Na política, costuma-se dizer que não se escolhe adversário. Porém, o comportamento recente de lideranças do PT na Bahia parece contrariar essa máxima. Sempre que o nome do ex-prefeito de Salvador, ACM Neto (União Brasil), volta a circular no noticiário, ainda que sem confirmação de candidatura ao governo do estado em 2026, o entorno do governador Jerônimo Rodrigues (PT) se apressa em classificá-lo como “fora do jogo” ou “desistente” uma tentativa que soa mais como desejo do que como realidade.
Embora o próprio ACM Neto tenha afirmado que só tomará uma decisão definitiva sobre sua participação na disputa no início de 2026, é difícil acreditar que ele ficará de fora. O discurso da indefinição parece mais estratégico do que sincero. Na prática, as chances de o ex-prefeito não concorrer são tão pequenas quanto as de Jerônimo abrir mão da reeleição. Ainda assim, o tema da suposta “desistência” de Neto continua sendo alimentado entre os petistas.

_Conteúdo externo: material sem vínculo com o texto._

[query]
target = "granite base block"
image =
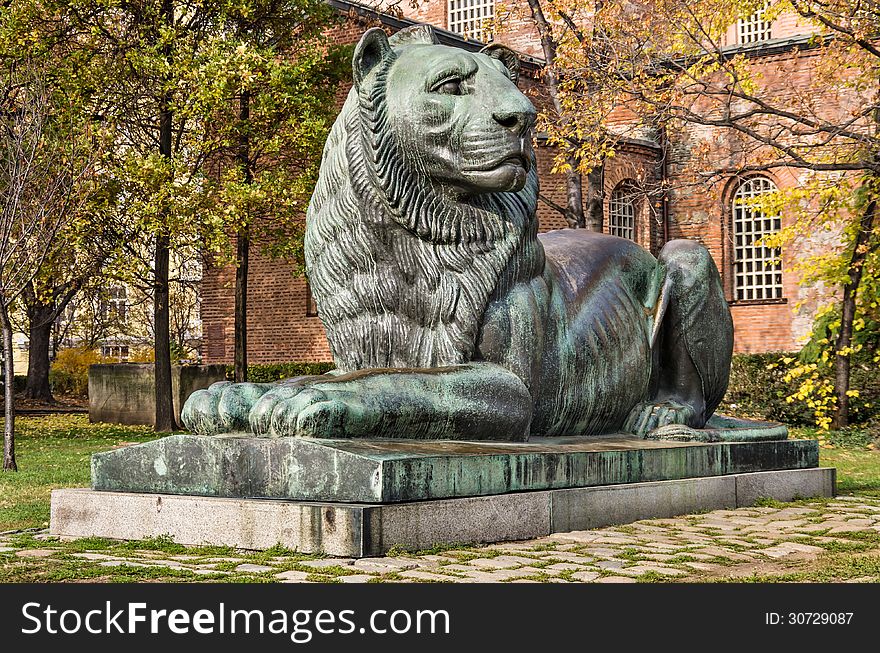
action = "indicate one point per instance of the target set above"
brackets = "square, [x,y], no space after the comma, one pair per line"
[359,530]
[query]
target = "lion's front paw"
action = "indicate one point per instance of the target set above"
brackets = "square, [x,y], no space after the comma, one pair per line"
[647,416]
[221,408]
[312,412]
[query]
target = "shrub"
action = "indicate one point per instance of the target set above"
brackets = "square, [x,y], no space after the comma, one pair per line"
[761,386]
[269,372]
[69,374]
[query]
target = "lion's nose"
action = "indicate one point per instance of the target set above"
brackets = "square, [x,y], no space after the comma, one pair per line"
[519,122]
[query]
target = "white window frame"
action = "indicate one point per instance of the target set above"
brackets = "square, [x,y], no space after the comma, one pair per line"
[757,270]
[754,28]
[622,211]
[468,18]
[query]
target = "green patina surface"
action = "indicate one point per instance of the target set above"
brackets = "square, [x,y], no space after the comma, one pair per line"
[377,471]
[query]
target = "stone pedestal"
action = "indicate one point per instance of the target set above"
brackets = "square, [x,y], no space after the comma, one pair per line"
[362,498]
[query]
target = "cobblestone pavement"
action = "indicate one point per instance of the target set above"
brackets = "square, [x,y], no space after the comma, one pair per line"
[818,540]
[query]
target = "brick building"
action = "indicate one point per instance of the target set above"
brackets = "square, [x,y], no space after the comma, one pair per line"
[283,325]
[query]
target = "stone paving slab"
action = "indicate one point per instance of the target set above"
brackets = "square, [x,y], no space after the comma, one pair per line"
[735,543]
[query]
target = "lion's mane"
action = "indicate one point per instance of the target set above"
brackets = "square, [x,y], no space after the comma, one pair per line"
[402,274]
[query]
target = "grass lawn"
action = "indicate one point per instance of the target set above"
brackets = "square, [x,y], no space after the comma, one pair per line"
[53,452]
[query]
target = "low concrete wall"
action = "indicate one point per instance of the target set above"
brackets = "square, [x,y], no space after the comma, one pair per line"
[123,393]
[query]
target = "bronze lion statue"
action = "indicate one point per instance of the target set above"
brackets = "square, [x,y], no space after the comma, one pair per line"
[447,315]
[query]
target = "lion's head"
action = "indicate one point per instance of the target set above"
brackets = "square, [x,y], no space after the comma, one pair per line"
[454,115]
[425,203]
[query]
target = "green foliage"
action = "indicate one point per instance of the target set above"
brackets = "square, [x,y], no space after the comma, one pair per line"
[761,386]
[270,372]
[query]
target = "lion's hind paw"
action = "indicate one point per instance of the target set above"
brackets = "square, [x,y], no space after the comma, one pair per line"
[648,416]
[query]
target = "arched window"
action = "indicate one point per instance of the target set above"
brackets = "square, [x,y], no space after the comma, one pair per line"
[471,18]
[753,28]
[622,211]
[757,269]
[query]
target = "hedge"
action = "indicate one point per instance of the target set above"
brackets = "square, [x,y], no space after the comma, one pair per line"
[758,389]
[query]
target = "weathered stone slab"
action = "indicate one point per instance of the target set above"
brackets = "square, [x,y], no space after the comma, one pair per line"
[785,485]
[360,530]
[389,471]
[586,508]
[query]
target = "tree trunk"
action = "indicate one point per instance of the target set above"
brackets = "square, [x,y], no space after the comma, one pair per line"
[162,343]
[161,308]
[842,355]
[40,321]
[595,199]
[240,360]
[9,464]
[574,212]
[243,246]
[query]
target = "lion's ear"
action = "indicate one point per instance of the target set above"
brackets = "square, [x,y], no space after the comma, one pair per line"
[371,50]
[506,56]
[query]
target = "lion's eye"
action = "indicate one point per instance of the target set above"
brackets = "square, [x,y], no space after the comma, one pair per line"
[449,87]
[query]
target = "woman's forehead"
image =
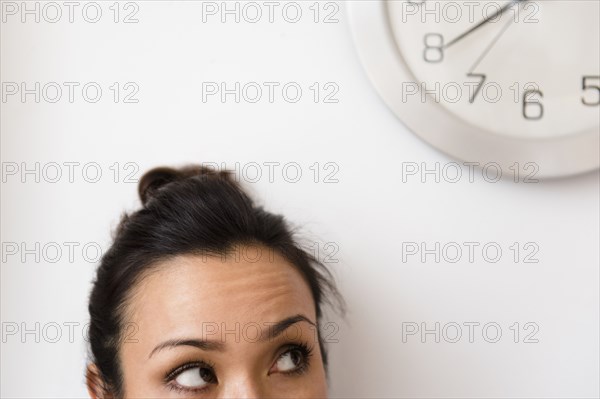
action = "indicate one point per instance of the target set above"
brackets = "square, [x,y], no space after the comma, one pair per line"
[216,289]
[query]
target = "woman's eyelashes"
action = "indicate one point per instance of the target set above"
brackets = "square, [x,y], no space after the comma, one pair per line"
[196,377]
[294,360]
[191,377]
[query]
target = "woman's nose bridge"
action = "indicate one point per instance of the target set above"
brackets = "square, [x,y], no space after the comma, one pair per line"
[244,387]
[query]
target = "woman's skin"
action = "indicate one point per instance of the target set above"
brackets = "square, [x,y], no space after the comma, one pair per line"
[220,315]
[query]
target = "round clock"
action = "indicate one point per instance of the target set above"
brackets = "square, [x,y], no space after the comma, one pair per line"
[514,82]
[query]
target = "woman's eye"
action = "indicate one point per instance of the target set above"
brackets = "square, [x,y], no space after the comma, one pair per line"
[195,377]
[289,361]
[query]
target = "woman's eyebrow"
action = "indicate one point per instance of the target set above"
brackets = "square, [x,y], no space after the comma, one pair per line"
[203,344]
[274,330]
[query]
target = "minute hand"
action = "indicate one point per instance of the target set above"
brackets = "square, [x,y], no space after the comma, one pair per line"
[486,20]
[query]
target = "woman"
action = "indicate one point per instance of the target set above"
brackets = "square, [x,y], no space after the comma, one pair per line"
[205,294]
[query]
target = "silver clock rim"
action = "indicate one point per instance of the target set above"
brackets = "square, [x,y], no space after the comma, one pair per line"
[558,157]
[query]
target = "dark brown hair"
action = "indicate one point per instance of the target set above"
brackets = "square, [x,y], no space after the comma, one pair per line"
[190,210]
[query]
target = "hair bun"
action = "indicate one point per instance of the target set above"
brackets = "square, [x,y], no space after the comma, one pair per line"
[159,177]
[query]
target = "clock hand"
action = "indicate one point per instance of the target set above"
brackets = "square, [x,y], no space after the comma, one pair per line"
[486,20]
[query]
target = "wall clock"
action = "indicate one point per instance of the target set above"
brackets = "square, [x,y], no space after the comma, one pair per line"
[515,83]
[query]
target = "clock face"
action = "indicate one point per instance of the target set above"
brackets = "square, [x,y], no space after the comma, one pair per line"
[509,82]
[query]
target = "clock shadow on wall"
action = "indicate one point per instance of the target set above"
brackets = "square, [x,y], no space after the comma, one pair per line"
[514,84]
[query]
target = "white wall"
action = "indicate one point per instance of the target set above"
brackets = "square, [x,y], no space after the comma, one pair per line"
[368,214]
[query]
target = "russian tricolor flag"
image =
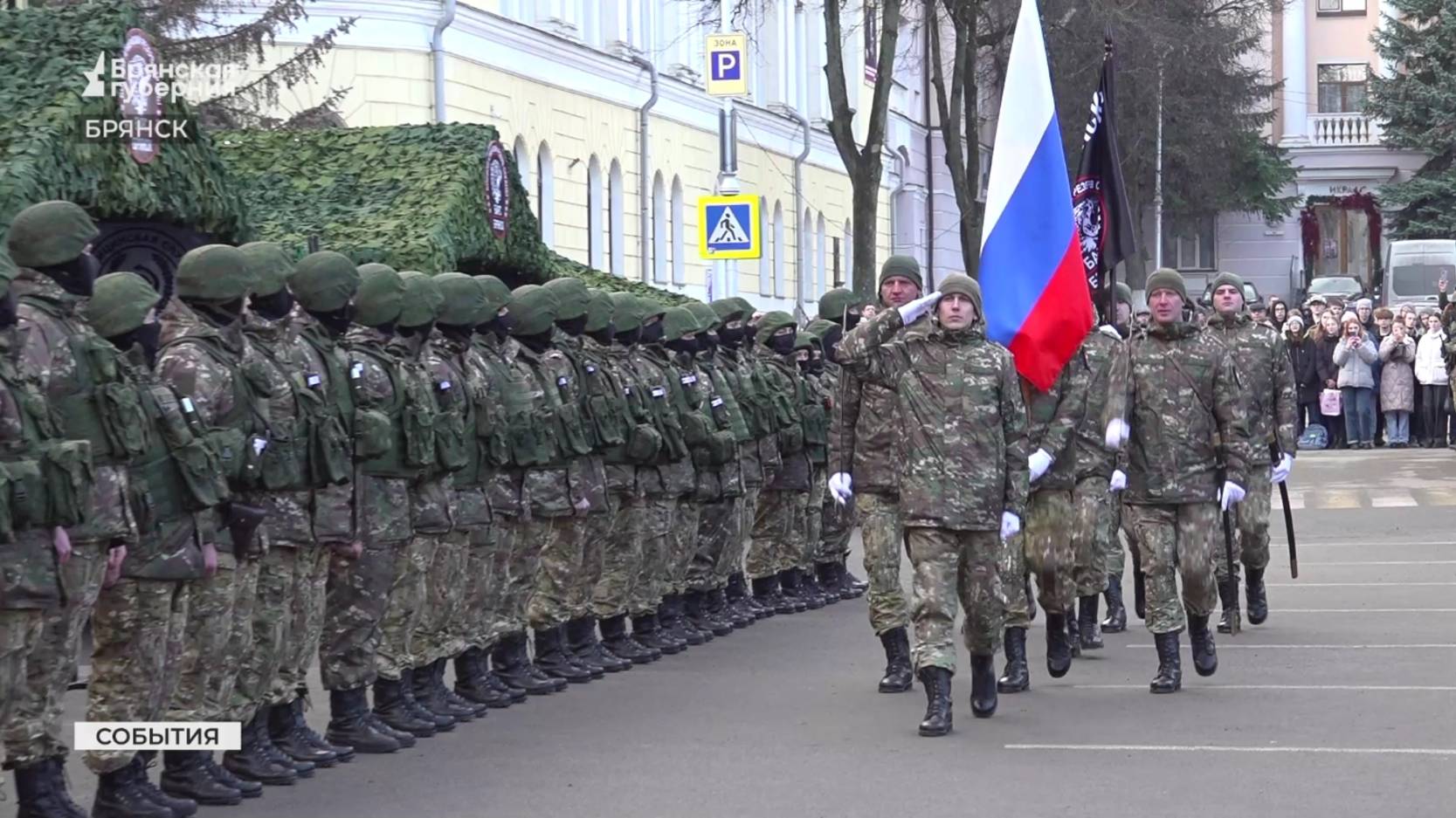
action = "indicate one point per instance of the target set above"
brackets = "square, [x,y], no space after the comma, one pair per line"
[1032,272]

Essa narrativa, aparentemente impulsionada por setores ligados ao governo estadual, tem como objetivo colocar o adversário em posição de fragilidade e reforçar a imagem de Jerônimo como favorito natural. O governador, de fato, chega ao meio do mandato com a máquina pública a seu favor e uma base política ampliada, transformando antigos rivais em aliados e consolidando presença no interior baiano. Essa movimentação tem sido repetidamente destacada em discursos e ações públicas, reforçando a imagem do gestor “de estrada”, em contraposição ao político “de gabinete”.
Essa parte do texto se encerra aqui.